Name
George Bryant
1889
Conflict
First World War
Date of Death / Age
13/11/1916
27
Rank, Service Number & Service Details
Private
26216
Bedfordshire Regiment
4th Bn.
Awards: Service Medals/Honour Awards
British War and Victory medals
Cemetery/Memorial: Name/Reference/Country
THIEPVAL MEMORIAL
Pier and Face 2 C.
France
Headstone Inscription
N/A
UK & Other Memorials
Ashwell Village Memorial, St Mary’s Church Roll of Honour, Ashwell
Pre War
George Bryant was born in 1889 in the Royston Registration District (which includes Steeple Morden, Cambs Odsey, Cambs, and Ashwell, Hertfordshire, all of which have been given as a birthplace on Census returns), the son of Benjamin and Esther Bryant (nee Huffer) and one of eight children.
On the 1891 Census the family were living at Spring Head, Ashwell, where his father was working as a general labourer. They remained in Ashwell in 1901 but had moved to Green Lane, and moved again by 1911 to Victoria Cottage, Ashwell, at which time his father was a coal porter and George was a bricklayer's labourer.
He was educated at Merchant Taylors School, Ashwell and was working as a bricklayer's labourer with Messrs F J Bailey & Co of Ashwell before enlistment.
Wartime Service
George enlisted in February 1916 and joined the Bedfordshire Regiment, serving with the 4th Battalion in France as part of the 190th Brigade, 63rd (Royal Naval) Division. The Regiment landed at Le Havre on 25 July 1916 and went straight to the front line on the Somme.
He was killed in action during the Battle of the Ancre on 13 November 1916, aged 27, in an assault on the village of Beaucourt . The attack began at 06.00 am in darkness and thick fog which continued throughout the day.
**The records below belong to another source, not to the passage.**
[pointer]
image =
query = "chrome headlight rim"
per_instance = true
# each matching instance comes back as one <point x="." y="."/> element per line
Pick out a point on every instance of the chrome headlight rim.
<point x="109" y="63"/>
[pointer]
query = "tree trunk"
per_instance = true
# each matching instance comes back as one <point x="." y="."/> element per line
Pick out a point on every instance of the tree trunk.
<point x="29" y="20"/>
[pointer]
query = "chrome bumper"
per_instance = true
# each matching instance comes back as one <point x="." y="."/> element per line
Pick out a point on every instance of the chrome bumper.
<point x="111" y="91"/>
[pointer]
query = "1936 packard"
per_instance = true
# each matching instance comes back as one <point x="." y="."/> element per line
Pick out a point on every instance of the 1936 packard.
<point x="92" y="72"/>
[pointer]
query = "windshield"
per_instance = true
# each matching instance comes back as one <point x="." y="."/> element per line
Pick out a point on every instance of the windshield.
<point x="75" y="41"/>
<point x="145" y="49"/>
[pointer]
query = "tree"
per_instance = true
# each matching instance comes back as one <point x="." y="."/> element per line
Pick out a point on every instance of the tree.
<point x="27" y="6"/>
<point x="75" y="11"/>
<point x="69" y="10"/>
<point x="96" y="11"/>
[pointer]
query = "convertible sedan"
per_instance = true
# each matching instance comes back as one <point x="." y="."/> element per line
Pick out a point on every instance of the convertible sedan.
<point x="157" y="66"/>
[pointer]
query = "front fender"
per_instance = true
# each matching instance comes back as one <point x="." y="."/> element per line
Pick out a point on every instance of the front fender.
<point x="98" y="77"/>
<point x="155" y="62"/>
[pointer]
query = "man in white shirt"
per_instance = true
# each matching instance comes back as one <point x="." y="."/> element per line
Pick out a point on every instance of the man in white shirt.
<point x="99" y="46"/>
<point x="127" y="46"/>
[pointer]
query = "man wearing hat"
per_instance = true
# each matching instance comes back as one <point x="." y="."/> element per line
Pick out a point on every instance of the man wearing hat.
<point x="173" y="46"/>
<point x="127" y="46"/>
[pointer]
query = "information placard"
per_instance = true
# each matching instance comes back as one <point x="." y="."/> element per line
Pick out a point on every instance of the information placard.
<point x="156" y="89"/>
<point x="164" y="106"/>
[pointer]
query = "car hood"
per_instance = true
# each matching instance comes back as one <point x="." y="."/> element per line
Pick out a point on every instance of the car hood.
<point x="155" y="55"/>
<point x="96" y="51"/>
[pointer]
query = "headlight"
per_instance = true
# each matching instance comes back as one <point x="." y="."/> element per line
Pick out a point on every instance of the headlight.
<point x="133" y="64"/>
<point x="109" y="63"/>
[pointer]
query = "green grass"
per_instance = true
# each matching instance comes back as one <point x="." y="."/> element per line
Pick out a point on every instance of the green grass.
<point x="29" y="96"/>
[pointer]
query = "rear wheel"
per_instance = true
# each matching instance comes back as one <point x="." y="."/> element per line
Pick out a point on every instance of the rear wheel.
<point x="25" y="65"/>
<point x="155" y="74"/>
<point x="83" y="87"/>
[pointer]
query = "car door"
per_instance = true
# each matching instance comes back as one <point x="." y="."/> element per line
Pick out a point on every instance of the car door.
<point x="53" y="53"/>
The German dugouts and machine gun positions were initially surprised but were not neutralised and their heavy rifle and machine gun fire inflicted more than 190 casualties on the Battalion in the action.
George has no known grave and his name is commemorated on the Thiepval Memorial, France.
Additional Information
His father received a war gratuity of £3 and pay owing of £2 18s 1d. Pension cards indicate that his mother appears not to have been awarded a dependant's pension but was given a gratuity (amount not shown).
Brother to Arthur, Percy, Stanley and Sidney Bryant who all served, survived the war and returned to Ashwell. Brother Rupert received a shrapnel wound to his arm but also survived and was awarded a wound stripe.
The newspaper Royston Crow on 24 November 1916 reported that George Bryant had been killed, and that his friend Private Fred Bray had been wounded in the same action. They had both been employed by F J Bailey & Co of Ashwell.